While the primary theme of my blog is sales intelligence, you cannot have sales intelligence if your databases are rife with duplicate records, invalid emails, missing or incorrect firmographics, and non-standardized values. These errors wreak havoc on marketing and sales. I came across a 2016 Integrate report that had a series of quotes on the subject which addressed the impact of bad data quality across multiple marketing activities:
The issue of data quality continues to be one of the biggest roadblocks to effectively analyzing the prospect and customer journey. It also dramatically increases the costs of analytics projects and negatively impacts performance.

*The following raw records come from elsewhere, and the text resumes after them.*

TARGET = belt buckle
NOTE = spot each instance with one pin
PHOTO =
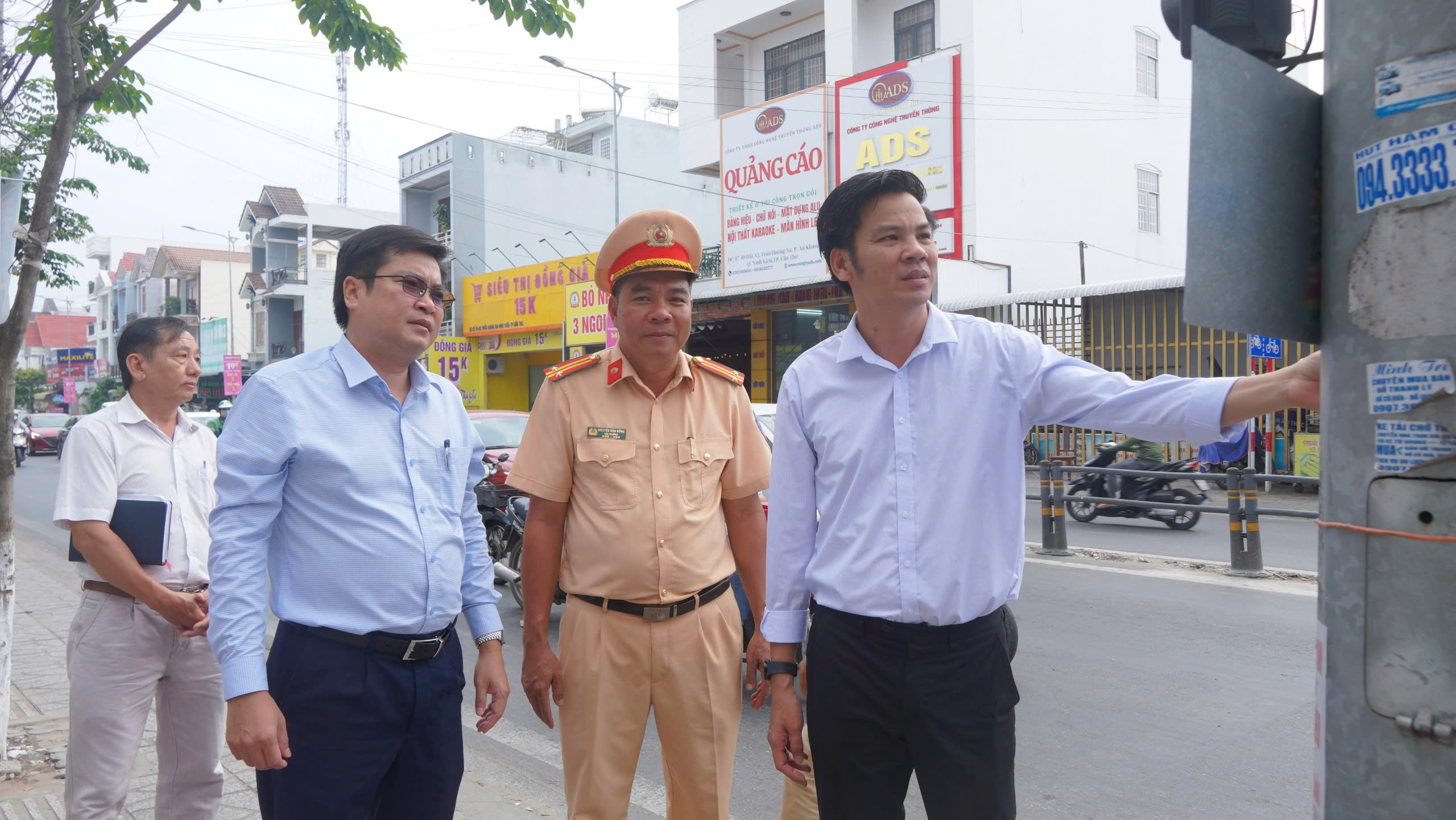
(656, 613)
(410, 652)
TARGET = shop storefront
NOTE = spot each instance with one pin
(522, 321)
(763, 332)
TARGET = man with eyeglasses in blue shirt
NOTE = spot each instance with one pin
(350, 477)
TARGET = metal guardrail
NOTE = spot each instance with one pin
(1246, 545)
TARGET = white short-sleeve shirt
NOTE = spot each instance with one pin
(120, 452)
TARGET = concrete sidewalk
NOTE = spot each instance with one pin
(40, 723)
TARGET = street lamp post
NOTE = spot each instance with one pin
(617, 136)
(232, 295)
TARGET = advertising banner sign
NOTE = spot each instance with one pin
(532, 298)
(459, 360)
(906, 116)
(213, 344)
(774, 176)
(587, 318)
(232, 375)
(522, 343)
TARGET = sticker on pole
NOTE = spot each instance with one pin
(1416, 82)
(1404, 444)
(1397, 386)
(1404, 167)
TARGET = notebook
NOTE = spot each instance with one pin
(143, 524)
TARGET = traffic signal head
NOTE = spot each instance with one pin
(1259, 27)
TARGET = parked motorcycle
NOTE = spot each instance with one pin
(503, 510)
(1158, 490)
(19, 439)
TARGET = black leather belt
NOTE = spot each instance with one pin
(661, 612)
(402, 649)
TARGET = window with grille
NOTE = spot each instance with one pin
(794, 66)
(580, 145)
(1147, 64)
(1147, 200)
(915, 31)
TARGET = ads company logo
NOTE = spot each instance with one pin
(890, 89)
(769, 120)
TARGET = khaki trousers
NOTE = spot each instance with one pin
(801, 803)
(617, 669)
(121, 656)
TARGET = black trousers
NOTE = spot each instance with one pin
(372, 736)
(892, 698)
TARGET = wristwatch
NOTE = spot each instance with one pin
(781, 667)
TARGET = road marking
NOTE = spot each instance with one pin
(1180, 560)
(646, 796)
(1197, 577)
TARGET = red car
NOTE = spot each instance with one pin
(501, 435)
(46, 431)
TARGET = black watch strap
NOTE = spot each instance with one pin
(781, 667)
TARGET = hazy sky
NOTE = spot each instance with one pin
(216, 136)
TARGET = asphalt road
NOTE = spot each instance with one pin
(1143, 697)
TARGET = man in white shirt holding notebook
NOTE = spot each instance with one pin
(142, 629)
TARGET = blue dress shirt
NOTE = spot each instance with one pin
(360, 513)
(918, 472)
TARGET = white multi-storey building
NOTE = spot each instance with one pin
(1074, 120)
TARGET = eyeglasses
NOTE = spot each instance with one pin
(417, 287)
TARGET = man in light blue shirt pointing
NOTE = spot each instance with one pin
(349, 474)
(911, 573)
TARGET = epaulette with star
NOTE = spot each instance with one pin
(568, 368)
(718, 369)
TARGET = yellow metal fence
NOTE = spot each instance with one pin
(1143, 335)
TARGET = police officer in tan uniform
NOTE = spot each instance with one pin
(637, 458)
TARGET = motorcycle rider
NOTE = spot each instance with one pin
(1147, 455)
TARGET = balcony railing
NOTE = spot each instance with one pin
(284, 276)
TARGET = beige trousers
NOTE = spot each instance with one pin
(121, 656)
(617, 669)
(801, 803)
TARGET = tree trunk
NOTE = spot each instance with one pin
(12, 332)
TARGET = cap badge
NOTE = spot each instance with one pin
(660, 236)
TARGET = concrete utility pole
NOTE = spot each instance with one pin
(341, 134)
(1388, 699)
(1368, 176)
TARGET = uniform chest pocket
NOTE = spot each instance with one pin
(607, 472)
(701, 464)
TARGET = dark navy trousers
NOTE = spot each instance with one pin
(372, 736)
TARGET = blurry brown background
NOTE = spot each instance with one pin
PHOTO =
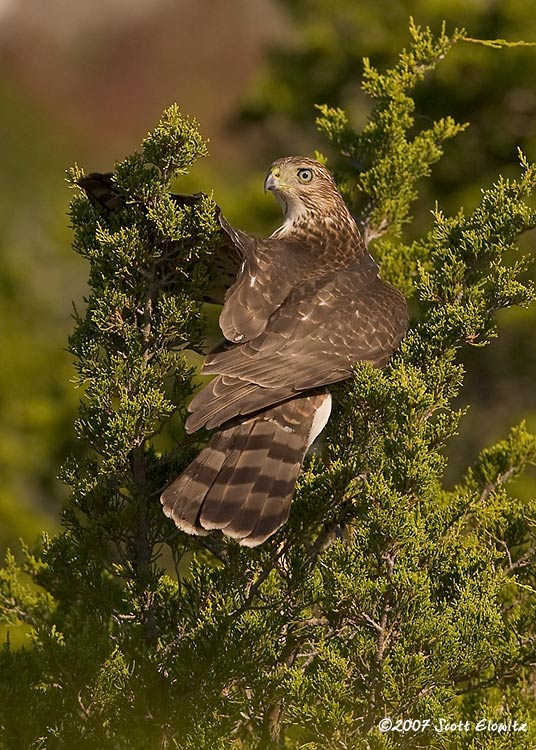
(84, 81)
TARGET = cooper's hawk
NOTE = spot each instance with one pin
(307, 305)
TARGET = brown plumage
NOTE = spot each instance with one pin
(307, 304)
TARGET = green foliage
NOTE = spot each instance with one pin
(386, 595)
(389, 164)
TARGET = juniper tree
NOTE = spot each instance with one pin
(386, 594)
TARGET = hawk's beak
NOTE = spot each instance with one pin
(271, 183)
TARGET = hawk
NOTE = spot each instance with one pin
(306, 306)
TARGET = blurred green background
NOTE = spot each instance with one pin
(85, 81)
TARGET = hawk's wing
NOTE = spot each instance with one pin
(271, 269)
(313, 339)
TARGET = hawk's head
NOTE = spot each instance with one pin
(304, 188)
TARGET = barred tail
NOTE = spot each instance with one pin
(243, 481)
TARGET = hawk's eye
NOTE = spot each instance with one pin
(305, 175)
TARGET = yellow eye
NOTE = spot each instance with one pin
(305, 175)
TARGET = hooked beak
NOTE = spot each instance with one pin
(271, 183)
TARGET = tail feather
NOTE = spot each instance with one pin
(183, 499)
(273, 505)
(243, 481)
(224, 494)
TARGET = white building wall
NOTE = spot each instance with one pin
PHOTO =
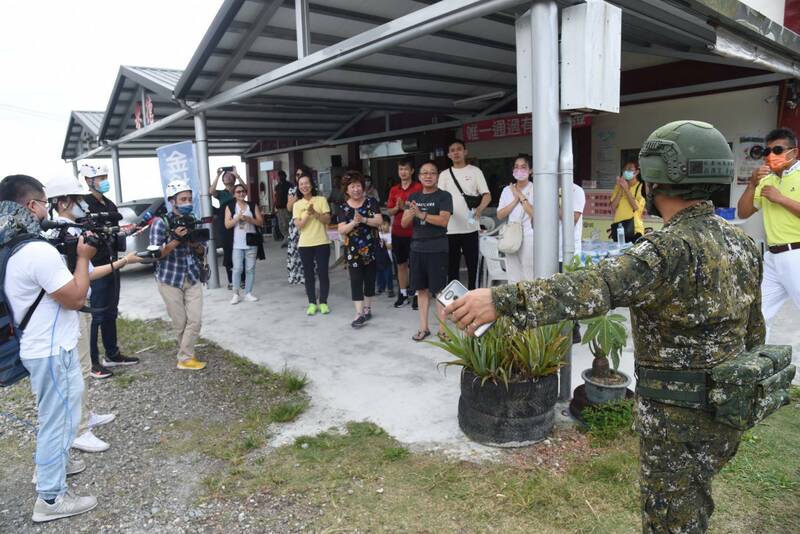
(752, 112)
(773, 9)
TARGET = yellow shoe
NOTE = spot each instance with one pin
(191, 364)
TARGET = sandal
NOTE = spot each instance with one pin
(420, 335)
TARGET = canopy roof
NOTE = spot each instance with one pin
(246, 77)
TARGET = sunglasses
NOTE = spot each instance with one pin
(777, 150)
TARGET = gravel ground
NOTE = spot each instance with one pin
(149, 480)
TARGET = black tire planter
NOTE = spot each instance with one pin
(520, 415)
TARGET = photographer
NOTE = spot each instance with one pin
(38, 285)
(105, 291)
(64, 194)
(179, 271)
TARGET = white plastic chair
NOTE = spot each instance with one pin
(493, 266)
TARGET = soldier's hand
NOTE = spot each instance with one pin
(473, 310)
(758, 174)
(771, 193)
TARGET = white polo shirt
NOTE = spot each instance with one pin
(472, 181)
(34, 267)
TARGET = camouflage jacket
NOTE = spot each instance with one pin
(694, 297)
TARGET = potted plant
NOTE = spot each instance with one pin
(509, 381)
(606, 338)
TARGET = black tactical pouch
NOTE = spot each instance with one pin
(752, 386)
(739, 393)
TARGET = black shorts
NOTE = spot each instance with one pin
(428, 271)
(401, 248)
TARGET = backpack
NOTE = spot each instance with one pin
(11, 368)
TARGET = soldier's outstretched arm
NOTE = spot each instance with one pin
(628, 280)
(756, 327)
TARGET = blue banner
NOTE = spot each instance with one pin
(177, 162)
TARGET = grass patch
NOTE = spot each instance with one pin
(151, 335)
(292, 380)
(606, 422)
(287, 411)
(361, 477)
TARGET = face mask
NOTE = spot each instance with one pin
(77, 211)
(521, 174)
(777, 163)
(650, 204)
(103, 186)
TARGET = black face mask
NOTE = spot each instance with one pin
(650, 198)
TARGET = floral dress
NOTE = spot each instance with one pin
(361, 243)
(293, 263)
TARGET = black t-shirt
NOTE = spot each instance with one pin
(282, 194)
(96, 206)
(430, 237)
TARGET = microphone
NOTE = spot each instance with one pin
(54, 225)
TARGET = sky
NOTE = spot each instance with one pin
(62, 55)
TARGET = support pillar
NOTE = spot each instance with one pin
(117, 176)
(203, 175)
(545, 115)
(303, 28)
(565, 171)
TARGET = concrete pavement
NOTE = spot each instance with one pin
(377, 373)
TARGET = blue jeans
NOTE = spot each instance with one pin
(245, 259)
(57, 382)
(385, 278)
(104, 294)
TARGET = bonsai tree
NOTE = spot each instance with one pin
(606, 338)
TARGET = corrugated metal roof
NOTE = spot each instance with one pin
(82, 131)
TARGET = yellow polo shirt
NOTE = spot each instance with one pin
(314, 233)
(781, 225)
(624, 210)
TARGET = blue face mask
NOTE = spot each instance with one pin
(103, 186)
(185, 209)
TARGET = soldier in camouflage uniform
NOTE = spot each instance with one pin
(694, 299)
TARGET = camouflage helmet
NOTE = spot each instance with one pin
(688, 153)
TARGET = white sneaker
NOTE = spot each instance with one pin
(65, 506)
(88, 442)
(100, 419)
(74, 466)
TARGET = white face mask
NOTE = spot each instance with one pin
(521, 174)
(77, 211)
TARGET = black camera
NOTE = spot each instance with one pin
(99, 230)
(195, 233)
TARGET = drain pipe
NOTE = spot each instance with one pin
(565, 170)
(545, 111)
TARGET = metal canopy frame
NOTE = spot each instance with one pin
(253, 79)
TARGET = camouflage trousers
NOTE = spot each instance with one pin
(675, 481)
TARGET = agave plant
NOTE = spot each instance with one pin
(505, 354)
(606, 338)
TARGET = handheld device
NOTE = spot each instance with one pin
(452, 292)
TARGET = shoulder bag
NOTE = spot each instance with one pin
(473, 201)
(510, 238)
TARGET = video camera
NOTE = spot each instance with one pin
(191, 223)
(99, 230)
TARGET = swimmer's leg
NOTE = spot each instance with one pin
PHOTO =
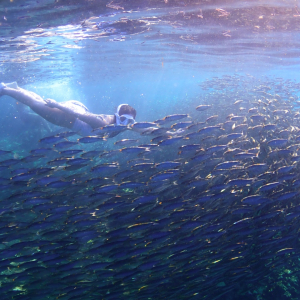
(38, 105)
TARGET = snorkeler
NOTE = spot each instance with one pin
(70, 114)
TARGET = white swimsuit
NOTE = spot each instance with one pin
(79, 126)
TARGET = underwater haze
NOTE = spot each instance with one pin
(205, 203)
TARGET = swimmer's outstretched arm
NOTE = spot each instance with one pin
(39, 106)
(94, 120)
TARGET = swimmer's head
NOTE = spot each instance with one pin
(125, 114)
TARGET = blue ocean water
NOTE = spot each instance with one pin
(156, 56)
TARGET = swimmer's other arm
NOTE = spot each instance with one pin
(95, 121)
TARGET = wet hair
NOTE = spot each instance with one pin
(126, 109)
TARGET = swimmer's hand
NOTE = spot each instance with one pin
(51, 103)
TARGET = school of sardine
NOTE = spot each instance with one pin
(206, 207)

– Sameer Khan, Sr. Product Marketing Manager, IBM Customer Analytics
Dirty data is the silent killer of marketing campaigns. It makes you look bad, depresses the impact of great content and offers, and can put your brand, reputation and domain at risk (or worse).
– Matt Heinz, President, Heinz Marketing
Data is the oil of any marketing engine, and in order to create perpetual demand generation, data accuracy needs to be a top priority. Marketers must be ruthless and deliberate about data quality and standardization at point of entry.
– Jonathan Burg, Sr. Director, Marketing+Customer Acquisition, Apperian
And if you still aren’t convinced that data quality can choke your initiatives, their research found that 40% of B2B records have some form of data quality issue with duplicate data representing 15% of your marketing database. Invalid Values and Ranges (10%) and Missing Fields (8%) were also common problems.
So if forty percent of your marketing data is faulty, then a significant percentage of your Marketing Qualified Leads passed to sales will contain errors including contacts not at companies (not evaluated by Integrate but contacts decay at a 25% rate per annum), and bad firmographics resulting in wasted time, incorrect routing, inaccurate lead qualification, and poor messaging. Furthermore, initiatives such as account based marketing (ABM), account based sales development (ABSD), and predictive analytics will stall if they are fueled by bad data.